My question is this: Is there a definitive source for the answer to this question? I've searched the Hadoop documentation, of course, but can't find anything.

Community
  • 1
  • 1
Kevin
  • 53
  • 6
  • Don't you already have it? The extract from the Definitive guide explains it well. – franklinsijo Apr 13 '17 at 13:36
  • It's just that it contradicts what I've read elsewhere (the linked answer, for example) are those that say the combiner is guaranteed to run wrong? – Kevin Apr 13 '17 at 13:46

1 Answers1

1

Hadoop frameworks is aimed to provide a easy interface to users/developers to develop code which runs in distributed environment without having user/developer to think/handle the complexity of distributed systems.

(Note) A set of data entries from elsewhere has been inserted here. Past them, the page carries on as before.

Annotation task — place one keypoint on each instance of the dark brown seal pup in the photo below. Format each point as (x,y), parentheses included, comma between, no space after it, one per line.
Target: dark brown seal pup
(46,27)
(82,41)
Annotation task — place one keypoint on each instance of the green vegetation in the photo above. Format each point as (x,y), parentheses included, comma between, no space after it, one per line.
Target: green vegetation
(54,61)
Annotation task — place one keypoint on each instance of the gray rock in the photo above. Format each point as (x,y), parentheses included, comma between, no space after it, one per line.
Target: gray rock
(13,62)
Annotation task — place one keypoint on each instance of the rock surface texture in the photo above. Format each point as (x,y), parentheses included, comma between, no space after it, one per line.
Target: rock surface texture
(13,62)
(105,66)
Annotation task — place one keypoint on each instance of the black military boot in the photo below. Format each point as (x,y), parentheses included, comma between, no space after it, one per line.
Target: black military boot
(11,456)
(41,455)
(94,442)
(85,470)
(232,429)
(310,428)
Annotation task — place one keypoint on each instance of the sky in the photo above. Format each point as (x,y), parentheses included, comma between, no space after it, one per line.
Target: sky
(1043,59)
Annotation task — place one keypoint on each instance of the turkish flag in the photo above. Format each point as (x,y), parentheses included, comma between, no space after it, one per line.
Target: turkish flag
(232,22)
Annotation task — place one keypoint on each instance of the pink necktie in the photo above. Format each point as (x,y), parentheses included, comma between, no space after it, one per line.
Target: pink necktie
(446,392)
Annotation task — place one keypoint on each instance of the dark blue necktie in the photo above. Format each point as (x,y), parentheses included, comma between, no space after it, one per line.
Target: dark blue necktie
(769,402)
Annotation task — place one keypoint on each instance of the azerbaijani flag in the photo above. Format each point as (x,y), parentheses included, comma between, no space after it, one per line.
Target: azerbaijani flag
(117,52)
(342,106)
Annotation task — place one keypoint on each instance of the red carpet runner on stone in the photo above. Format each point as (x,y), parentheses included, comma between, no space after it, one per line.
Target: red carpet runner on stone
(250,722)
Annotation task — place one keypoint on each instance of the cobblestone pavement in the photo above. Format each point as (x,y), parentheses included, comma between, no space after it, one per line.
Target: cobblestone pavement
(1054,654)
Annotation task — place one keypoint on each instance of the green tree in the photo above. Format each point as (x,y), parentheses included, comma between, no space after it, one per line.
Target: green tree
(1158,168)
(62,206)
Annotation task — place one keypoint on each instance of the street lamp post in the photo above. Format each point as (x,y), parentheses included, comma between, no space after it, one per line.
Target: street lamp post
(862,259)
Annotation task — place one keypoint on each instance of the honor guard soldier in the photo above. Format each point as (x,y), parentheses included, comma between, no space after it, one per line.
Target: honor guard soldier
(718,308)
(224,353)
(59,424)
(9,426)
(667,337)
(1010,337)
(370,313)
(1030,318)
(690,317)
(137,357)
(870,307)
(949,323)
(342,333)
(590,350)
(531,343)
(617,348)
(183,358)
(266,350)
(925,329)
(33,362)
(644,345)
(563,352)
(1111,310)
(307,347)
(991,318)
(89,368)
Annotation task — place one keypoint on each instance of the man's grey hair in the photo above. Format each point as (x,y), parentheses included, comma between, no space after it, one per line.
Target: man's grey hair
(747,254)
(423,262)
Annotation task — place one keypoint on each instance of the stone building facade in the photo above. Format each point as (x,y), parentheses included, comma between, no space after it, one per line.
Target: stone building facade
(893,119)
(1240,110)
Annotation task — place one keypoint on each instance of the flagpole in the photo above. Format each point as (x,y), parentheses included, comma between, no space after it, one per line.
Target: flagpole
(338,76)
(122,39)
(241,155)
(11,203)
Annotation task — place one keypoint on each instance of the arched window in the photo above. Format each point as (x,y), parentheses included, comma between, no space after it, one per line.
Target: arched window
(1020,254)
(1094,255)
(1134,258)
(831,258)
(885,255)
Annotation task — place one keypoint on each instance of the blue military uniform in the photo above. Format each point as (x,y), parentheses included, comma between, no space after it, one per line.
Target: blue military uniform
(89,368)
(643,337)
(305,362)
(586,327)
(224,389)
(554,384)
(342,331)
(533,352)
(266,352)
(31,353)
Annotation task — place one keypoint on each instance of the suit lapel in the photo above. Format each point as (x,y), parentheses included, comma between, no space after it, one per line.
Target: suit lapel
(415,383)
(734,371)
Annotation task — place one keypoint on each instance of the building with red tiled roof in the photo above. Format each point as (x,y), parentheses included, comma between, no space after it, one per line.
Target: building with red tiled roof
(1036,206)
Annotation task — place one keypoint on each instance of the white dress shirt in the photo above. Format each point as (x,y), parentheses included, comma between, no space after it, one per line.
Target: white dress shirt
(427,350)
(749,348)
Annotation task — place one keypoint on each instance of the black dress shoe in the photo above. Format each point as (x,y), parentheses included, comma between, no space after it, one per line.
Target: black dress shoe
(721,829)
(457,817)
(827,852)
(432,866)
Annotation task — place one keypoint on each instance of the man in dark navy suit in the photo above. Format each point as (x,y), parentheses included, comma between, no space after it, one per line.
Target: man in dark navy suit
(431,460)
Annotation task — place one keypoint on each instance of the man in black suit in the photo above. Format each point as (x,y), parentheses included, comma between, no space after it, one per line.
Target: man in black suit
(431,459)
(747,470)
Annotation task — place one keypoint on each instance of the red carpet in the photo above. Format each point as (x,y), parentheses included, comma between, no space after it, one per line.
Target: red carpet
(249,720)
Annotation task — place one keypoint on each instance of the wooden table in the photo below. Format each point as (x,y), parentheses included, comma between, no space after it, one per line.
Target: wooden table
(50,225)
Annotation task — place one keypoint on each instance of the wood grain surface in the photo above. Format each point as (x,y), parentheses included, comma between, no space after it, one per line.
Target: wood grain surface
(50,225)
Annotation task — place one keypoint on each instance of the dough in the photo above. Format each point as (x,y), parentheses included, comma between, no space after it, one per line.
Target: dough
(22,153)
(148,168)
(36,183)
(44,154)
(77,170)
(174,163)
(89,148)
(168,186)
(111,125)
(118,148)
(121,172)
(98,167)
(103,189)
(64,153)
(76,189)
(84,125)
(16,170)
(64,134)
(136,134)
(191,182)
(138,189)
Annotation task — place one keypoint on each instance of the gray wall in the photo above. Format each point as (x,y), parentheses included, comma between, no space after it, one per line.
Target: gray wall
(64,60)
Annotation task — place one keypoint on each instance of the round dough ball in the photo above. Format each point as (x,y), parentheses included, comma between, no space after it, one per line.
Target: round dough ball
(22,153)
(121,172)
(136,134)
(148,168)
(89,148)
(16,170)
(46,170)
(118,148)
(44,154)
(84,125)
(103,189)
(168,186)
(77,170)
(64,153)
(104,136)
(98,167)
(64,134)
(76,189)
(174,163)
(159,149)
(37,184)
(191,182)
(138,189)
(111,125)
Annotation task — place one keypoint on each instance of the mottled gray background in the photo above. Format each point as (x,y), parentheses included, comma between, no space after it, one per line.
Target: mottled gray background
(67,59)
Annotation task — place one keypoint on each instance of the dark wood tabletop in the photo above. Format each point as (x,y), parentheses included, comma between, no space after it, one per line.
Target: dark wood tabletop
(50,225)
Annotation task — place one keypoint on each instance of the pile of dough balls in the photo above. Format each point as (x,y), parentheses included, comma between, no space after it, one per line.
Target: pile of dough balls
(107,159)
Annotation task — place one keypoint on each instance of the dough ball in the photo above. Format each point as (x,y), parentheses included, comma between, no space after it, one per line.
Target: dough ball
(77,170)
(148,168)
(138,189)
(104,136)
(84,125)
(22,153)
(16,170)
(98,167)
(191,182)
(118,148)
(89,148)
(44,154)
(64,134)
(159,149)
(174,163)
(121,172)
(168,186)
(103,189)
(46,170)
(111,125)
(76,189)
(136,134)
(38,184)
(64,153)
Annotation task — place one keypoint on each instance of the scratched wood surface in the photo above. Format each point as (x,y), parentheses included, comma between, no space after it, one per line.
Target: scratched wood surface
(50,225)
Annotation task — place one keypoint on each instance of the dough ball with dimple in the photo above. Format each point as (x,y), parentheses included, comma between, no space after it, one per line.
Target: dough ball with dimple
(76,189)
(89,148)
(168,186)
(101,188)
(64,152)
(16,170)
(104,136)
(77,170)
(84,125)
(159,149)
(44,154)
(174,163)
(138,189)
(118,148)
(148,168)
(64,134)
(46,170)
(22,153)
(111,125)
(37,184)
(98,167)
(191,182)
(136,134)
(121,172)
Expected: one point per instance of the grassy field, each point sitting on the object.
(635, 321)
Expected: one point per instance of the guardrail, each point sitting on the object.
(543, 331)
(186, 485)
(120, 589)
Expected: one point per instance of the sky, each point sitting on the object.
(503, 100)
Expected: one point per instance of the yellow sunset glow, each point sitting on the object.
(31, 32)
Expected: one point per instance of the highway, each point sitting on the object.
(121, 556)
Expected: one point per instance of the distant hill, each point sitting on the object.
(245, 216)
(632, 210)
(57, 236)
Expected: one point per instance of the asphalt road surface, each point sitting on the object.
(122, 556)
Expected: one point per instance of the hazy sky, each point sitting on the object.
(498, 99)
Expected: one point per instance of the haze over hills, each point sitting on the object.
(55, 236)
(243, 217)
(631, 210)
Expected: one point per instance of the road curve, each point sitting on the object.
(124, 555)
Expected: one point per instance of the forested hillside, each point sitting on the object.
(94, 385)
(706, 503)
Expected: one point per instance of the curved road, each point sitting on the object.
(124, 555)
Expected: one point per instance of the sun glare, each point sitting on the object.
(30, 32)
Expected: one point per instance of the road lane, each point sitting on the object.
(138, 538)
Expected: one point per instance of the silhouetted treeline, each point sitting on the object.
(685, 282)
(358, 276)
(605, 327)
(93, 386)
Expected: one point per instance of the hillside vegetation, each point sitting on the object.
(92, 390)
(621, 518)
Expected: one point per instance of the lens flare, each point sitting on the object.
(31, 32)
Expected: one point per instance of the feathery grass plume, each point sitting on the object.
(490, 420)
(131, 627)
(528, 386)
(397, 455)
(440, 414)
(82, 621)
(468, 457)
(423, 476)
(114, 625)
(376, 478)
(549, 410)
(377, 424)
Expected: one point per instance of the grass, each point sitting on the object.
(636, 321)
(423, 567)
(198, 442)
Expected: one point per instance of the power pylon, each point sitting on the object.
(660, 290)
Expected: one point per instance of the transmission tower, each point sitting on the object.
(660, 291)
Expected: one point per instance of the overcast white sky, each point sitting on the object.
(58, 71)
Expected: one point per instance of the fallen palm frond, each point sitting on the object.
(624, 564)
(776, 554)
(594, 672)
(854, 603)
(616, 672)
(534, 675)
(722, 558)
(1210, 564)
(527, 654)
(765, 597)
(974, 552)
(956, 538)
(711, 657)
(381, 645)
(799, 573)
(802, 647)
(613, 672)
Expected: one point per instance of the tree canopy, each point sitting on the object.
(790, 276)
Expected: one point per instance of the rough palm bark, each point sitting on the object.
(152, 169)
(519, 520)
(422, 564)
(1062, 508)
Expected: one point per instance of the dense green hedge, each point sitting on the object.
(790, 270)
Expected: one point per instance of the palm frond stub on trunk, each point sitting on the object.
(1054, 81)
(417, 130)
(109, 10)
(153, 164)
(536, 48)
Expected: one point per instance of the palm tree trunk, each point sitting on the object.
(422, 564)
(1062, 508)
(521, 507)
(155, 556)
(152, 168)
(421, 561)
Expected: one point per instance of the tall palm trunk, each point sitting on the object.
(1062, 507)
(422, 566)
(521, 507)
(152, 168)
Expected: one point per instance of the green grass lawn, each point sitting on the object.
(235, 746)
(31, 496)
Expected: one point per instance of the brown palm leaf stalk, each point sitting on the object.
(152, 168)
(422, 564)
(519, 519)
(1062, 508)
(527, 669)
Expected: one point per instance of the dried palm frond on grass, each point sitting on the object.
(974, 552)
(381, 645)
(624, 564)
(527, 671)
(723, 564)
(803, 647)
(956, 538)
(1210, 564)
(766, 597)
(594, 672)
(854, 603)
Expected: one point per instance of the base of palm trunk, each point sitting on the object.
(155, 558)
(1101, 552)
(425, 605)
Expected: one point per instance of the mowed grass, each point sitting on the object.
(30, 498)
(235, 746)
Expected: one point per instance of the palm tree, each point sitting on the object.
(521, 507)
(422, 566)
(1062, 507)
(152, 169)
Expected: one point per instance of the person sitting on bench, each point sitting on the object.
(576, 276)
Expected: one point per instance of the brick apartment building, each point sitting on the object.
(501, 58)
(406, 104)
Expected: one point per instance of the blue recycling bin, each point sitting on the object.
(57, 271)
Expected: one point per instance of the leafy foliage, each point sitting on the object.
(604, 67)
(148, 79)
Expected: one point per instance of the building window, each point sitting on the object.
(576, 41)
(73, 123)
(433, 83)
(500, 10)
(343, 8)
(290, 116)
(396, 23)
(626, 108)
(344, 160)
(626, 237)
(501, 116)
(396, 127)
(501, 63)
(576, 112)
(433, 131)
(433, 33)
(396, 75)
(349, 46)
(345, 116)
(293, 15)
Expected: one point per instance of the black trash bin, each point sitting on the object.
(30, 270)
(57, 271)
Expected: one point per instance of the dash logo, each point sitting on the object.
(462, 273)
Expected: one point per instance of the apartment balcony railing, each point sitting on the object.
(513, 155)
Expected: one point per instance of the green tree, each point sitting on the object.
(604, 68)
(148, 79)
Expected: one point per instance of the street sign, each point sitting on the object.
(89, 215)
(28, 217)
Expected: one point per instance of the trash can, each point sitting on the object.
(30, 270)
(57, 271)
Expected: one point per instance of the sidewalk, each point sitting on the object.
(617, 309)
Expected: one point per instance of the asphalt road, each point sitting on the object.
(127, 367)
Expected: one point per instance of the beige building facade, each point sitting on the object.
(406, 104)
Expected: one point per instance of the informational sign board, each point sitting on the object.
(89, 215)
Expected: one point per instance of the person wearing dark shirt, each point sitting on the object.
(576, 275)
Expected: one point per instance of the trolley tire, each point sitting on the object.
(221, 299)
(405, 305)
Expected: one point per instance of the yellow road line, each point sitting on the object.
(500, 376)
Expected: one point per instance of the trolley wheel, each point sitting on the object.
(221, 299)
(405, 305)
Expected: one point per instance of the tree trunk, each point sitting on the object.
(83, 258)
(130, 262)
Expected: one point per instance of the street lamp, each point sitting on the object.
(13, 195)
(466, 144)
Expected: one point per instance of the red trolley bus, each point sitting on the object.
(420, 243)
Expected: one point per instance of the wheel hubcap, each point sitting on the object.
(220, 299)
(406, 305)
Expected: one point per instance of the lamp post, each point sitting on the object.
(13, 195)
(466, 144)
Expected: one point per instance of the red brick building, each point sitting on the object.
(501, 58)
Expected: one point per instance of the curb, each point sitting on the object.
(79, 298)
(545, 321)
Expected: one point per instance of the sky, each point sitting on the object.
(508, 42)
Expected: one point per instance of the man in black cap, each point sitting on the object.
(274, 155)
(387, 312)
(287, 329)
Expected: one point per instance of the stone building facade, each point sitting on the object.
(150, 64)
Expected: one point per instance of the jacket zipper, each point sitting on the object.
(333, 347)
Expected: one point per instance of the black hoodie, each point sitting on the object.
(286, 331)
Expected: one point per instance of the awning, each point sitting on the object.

To answer your question, you can read the source code which has logic to invoke combiner based on condition.

Line 1950 - Line 1955 https://github.com/apache/hadoop/blob/0b8a7c18ddbe73b356b3c9baf4460659ccaee095/hadoop-mapreduce-project/hadoop-mapreduce-client/hadoop-mapreduce-client-core/src/main/java/org/apache/hadoop/mapred/MapTask.java

 if (combinerRunner == null || numSpills < minSpillsForCombine) {
     Merger.writeFile(kvIter, writer, reporter, job);
 } else {
     combineCollector.setWriter(writer);
     combinerRunner.combine(kvIter, combineCollector);
 }

So Combiner wont run if :

  • It is not defined , or
  • If the spills are less than minSpillsForCombine. minSpillForCombine is driven by property "mapreduce.map.combine.minspills" whose default value is 3.

As most of the hadoop properties are configurable so the behaviour and performance depends on how you configure the properties.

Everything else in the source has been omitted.